Unilever is already half way to achieving our target of reaching a billion people with our Lifebuoy handwashing programme. We’ve progressed by partnering with others on initiatives such as school programmes and neo-natal health projects. We worked on innovative new consortium models, such as the South Asia WASH Results Program which was the first payment-by-results model to fund WASH projects based on their impact. The initiative exceeded expectations and resulted in improved handwashing with soap for over 7 million people. In addition, we’re making great progress towards helping 25 million people gain access to toilets through initiatives such as Domestos’ partnership with UNICEF, which has already reached over 10 million people.

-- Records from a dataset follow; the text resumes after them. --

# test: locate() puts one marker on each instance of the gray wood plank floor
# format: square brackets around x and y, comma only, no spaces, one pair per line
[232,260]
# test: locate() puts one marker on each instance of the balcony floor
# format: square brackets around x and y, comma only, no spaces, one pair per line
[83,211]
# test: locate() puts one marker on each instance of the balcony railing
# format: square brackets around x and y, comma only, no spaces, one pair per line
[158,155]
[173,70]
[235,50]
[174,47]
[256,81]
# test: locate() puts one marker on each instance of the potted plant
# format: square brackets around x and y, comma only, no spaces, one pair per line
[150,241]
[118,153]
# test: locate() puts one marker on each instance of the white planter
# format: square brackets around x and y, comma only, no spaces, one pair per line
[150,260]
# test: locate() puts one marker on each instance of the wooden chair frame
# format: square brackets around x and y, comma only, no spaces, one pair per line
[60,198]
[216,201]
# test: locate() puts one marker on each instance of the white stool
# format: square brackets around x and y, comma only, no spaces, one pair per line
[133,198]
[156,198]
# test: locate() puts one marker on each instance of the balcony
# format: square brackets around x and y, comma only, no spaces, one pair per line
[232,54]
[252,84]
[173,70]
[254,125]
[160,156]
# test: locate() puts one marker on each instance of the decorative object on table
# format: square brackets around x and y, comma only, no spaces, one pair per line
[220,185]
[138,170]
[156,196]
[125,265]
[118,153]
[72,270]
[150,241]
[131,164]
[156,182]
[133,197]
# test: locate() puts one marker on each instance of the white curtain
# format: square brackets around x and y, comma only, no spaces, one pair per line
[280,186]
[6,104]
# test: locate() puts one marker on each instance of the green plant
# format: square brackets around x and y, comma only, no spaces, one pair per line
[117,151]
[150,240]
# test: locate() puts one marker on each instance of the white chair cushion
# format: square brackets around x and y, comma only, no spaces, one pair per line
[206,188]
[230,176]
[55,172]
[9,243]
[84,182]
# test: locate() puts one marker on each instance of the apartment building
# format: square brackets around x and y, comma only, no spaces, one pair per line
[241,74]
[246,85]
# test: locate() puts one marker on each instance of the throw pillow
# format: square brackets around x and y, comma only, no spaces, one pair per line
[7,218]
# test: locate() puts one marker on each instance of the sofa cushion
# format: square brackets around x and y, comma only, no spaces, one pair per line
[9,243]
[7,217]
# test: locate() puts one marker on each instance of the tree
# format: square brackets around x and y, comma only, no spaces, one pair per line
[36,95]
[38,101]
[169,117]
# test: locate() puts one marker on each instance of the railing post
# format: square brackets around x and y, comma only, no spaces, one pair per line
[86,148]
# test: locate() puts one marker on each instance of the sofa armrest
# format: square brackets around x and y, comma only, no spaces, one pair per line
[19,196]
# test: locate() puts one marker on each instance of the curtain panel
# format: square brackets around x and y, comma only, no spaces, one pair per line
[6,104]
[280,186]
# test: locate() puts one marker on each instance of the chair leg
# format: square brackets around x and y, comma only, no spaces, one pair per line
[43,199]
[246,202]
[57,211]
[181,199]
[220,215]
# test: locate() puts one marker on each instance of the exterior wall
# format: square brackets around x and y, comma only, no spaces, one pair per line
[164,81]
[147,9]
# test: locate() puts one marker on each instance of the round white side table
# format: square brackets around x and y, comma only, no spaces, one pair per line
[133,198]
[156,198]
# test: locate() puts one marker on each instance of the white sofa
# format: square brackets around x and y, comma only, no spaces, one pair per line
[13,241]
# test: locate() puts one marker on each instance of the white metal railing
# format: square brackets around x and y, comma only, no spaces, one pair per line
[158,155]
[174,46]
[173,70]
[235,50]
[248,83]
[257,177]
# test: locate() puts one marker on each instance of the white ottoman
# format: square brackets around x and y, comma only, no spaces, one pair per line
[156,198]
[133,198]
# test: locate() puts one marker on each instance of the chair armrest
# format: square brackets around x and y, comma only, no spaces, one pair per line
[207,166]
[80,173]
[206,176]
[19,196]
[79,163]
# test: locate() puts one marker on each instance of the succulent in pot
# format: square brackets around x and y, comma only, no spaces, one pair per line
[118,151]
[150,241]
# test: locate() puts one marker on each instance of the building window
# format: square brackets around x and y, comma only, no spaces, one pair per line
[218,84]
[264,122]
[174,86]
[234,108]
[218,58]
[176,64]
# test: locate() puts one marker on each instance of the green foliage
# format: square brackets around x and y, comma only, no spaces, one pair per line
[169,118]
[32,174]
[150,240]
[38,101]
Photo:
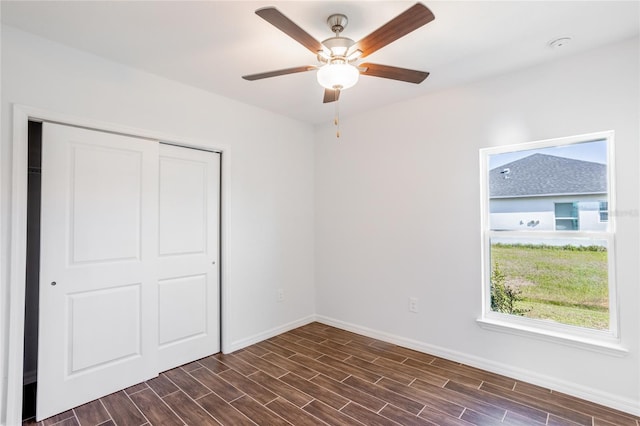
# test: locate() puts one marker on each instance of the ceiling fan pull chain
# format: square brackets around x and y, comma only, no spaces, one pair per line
[336,119]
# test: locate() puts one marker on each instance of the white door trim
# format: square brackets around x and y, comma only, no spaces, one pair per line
[18,232]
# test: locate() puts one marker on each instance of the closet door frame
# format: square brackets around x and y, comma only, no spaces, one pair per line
[18,238]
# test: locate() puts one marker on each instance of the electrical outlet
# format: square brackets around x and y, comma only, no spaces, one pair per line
[413,305]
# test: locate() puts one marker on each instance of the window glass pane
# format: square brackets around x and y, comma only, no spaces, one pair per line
[604,211]
[562,280]
[559,188]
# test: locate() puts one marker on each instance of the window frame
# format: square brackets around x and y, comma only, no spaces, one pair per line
[601,340]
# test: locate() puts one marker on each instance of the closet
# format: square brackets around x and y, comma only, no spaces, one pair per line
[129,254]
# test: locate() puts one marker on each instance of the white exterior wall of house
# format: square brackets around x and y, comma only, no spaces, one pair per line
[538,213]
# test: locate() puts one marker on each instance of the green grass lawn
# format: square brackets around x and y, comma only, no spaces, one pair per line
[569,286]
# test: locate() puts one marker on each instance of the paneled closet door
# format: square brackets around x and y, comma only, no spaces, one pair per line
[98,288]
[188,287]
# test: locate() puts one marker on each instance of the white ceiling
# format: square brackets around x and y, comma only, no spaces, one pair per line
[211,44]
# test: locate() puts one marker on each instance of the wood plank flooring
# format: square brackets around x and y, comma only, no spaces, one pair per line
[317,375]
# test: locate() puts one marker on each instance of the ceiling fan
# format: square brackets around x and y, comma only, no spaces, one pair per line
[338,56]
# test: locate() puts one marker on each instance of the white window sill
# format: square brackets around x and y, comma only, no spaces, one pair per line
[608,346]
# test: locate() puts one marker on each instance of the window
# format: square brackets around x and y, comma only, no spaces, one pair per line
[604,211]
[566,216]
[548,237]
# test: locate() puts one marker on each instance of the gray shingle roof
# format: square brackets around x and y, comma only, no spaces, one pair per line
[541,174]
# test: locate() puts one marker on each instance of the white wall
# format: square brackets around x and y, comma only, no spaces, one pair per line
[270,158]
[398,216]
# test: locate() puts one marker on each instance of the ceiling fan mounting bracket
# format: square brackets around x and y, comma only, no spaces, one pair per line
[337,22]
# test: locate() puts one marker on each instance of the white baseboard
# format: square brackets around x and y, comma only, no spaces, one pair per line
[248,341]
[604,398]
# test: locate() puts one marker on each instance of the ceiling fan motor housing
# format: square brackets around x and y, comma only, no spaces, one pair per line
[337,22]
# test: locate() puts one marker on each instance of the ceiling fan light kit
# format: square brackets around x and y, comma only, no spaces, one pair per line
[338,76]
[338,56]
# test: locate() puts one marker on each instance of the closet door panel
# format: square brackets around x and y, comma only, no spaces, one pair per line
[98,268]
[188,287]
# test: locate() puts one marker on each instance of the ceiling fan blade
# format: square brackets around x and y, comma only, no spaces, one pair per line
[410,20]
[331,95]
[287,26]
[276,73]
[395,73]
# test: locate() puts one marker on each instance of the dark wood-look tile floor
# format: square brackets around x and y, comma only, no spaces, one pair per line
[317,375]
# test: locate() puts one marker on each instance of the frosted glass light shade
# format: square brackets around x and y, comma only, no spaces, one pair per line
[338,76]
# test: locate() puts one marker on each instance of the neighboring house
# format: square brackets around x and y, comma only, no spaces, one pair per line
[545,192]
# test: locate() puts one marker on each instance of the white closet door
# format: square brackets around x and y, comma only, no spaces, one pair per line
[98,266]
[188,289]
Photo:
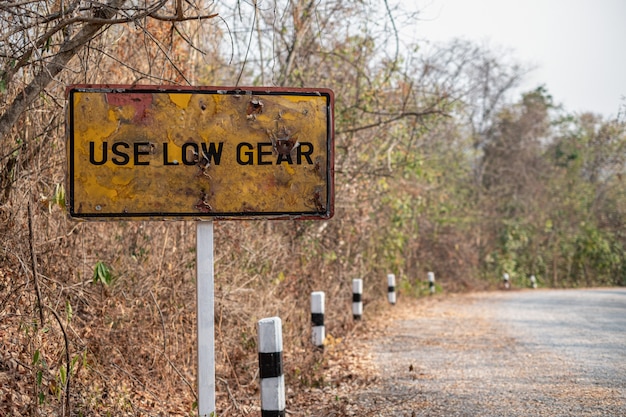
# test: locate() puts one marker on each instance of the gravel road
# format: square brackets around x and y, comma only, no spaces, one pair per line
[517,353]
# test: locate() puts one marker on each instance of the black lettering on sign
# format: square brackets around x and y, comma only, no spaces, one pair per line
[166,160]
[305,149]
[262,153]
[284,157]
[92,151]
[123,157]
[193,158]
[139,152]
[245,154]
[213,155]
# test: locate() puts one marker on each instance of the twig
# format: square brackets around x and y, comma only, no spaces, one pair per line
[33,259]
[66,406]
[162,320]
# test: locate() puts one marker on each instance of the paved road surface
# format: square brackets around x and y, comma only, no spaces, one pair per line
[518,353]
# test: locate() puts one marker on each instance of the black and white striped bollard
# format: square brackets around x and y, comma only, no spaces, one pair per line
[317,319]
[271,367]
[431,282]
[391,288]
[357,301]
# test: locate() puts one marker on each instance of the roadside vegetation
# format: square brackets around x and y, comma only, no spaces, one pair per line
[441,165]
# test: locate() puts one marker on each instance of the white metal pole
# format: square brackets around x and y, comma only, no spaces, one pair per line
[206,320]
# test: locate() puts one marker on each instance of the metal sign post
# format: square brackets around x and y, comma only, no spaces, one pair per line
[206,318]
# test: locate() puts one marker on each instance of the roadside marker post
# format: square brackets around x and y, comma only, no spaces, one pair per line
[271,367]
[318,332]
[391,288]
[199,153]
[357,298]
[431,282]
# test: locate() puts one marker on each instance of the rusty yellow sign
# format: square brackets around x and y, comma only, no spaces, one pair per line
[150,152]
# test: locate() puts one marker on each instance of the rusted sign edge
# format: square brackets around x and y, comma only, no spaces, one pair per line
[279,215]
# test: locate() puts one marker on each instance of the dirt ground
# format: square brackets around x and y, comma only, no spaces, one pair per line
[454,356]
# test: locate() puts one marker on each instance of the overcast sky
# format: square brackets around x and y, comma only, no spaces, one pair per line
[577,46]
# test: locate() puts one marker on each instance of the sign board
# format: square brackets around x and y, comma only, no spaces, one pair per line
[152,152]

Industry partnerships like the Toilet Board Coalition (TBC) are also critical to driving change. The TBC is a global, business-led coalition of leading companies, government agencies, sanitation experts and non-profit organisations. It supports commercially viable businesses at every point of the Sanitation Economy: infrastructure, service providers, collection and treatment. The power of partnerships is also why we are one of more than 120 companies that endorses the UN Global Compact’s CEO Water Mandate, committing to shared ownership and responsibility for water.

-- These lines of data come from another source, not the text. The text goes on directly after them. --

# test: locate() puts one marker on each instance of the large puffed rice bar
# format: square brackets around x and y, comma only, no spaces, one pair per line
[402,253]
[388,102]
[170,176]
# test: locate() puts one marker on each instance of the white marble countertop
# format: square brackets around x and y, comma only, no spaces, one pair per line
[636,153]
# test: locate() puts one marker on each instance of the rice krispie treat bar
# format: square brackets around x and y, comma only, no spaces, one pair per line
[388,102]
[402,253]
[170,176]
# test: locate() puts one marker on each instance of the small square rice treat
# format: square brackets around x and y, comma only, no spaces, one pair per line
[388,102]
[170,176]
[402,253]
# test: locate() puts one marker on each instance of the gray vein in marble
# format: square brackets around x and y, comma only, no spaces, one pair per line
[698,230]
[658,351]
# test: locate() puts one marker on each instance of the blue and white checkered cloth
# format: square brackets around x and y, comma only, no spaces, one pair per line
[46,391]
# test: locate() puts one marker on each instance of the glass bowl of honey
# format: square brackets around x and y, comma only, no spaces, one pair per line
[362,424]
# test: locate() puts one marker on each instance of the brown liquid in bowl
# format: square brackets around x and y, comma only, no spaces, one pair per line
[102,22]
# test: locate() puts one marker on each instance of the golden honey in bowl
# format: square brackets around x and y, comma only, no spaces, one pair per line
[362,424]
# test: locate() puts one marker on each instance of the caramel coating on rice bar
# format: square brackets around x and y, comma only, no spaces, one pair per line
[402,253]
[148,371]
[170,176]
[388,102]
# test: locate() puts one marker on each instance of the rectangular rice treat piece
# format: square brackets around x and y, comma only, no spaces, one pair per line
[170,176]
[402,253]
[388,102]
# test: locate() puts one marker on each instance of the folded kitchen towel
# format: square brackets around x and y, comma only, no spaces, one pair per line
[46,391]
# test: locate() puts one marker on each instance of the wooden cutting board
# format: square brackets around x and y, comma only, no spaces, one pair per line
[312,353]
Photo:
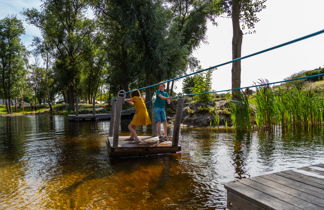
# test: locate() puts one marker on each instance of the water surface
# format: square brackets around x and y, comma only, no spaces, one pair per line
[48,162]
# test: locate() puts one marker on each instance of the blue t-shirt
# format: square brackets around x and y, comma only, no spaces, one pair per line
[159,102]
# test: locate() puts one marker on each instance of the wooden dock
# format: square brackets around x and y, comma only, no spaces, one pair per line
[149,145]
[117,146]
[301,188]
[102,116]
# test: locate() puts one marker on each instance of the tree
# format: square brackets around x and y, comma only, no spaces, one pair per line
[150,41]
[242,12]
[96,67]
[12,58]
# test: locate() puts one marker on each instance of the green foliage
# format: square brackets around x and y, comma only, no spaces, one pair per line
[240,112]
[65,31]
[298,107]
[202,84]
[264,106]
[248,11]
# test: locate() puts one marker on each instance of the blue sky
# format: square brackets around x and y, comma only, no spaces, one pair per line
[281,21]
[15,8]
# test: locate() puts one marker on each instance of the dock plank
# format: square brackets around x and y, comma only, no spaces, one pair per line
[303,178]
[320,165]
[317,192]
[314,170]
[301,188]
[257,197]
[291,191]
[280,195]
[149,145]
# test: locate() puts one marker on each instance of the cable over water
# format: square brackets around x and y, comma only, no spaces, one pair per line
[236,59]
[252,86]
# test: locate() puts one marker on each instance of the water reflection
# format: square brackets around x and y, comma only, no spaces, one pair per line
[47,162]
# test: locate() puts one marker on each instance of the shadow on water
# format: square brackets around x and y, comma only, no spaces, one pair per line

We know it’s not just about absolute numbers but the additional impact of behaviour change interventions, capacity building and advocacy.

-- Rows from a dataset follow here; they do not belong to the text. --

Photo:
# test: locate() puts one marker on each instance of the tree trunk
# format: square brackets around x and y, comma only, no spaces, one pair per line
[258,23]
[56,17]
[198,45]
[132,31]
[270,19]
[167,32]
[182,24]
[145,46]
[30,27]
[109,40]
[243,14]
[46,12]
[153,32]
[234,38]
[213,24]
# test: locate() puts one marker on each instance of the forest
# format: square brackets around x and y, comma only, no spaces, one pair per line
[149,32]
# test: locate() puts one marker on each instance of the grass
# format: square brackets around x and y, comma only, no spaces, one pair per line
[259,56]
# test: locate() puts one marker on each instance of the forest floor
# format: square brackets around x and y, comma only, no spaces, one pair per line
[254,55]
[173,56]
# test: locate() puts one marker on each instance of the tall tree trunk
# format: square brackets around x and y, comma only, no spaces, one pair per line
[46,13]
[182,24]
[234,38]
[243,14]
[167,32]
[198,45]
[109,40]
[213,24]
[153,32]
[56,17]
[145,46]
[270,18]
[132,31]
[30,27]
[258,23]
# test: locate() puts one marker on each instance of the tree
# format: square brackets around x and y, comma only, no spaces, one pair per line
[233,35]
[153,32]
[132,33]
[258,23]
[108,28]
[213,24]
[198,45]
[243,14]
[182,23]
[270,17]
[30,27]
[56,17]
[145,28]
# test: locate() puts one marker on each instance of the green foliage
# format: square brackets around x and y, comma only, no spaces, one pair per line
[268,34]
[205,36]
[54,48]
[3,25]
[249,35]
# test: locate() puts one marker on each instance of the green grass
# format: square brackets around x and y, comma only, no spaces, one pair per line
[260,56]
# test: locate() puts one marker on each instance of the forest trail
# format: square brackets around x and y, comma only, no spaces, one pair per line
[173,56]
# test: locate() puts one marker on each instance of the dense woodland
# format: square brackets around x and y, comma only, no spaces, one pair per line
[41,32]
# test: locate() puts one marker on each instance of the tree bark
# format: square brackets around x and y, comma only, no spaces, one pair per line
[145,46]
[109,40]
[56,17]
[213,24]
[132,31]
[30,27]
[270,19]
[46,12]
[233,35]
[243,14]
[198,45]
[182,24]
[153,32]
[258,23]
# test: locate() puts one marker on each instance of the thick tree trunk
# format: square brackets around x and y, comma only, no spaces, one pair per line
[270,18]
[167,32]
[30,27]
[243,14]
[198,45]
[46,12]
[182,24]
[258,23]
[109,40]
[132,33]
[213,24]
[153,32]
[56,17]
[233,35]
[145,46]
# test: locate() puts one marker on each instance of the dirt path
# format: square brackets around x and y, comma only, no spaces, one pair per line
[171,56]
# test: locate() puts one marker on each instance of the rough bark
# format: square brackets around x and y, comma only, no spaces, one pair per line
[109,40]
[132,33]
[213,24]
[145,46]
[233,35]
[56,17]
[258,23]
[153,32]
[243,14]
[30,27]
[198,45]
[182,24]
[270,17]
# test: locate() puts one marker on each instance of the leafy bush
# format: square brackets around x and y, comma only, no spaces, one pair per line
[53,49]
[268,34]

Speedy deployment at scale happens when the private sector, Governments and NGOs work symbiotically. Look at the huge advances with India’s Swachh Bharat programme to revolutionise WASH across the country with many stakeholders joining forces. Hindustan Unilever’s national “Playing Billion” campaign promotes three simple hygiene habits to promote good health and hygiene practices among children. Lifebuoy is partnering with Gavi, the Global Vaccine Alliance, on an innovative partnership in India that will reach millions of people. Together, we’re promoting the dual benefits of handwashing with soap and immunisation — two of the most cost-effective ways to help improve child survival.
If we are to achieve SDG 6 we must think bigger, focussing not on small steps or individual programmes but on transformation. To accelerate progress for the WASH agenda and subsequently for the SDG agenda, we must use the High Level Political Forum to bring together the right partners who want to act now and push boundaries.
We have the interventions. We have the pilots that prove that these interventions work. We have the investment and the technology. Now we must work together to scale these interventions to impact those who are the hardest to reach and truly ensure clean water and sanitation for all.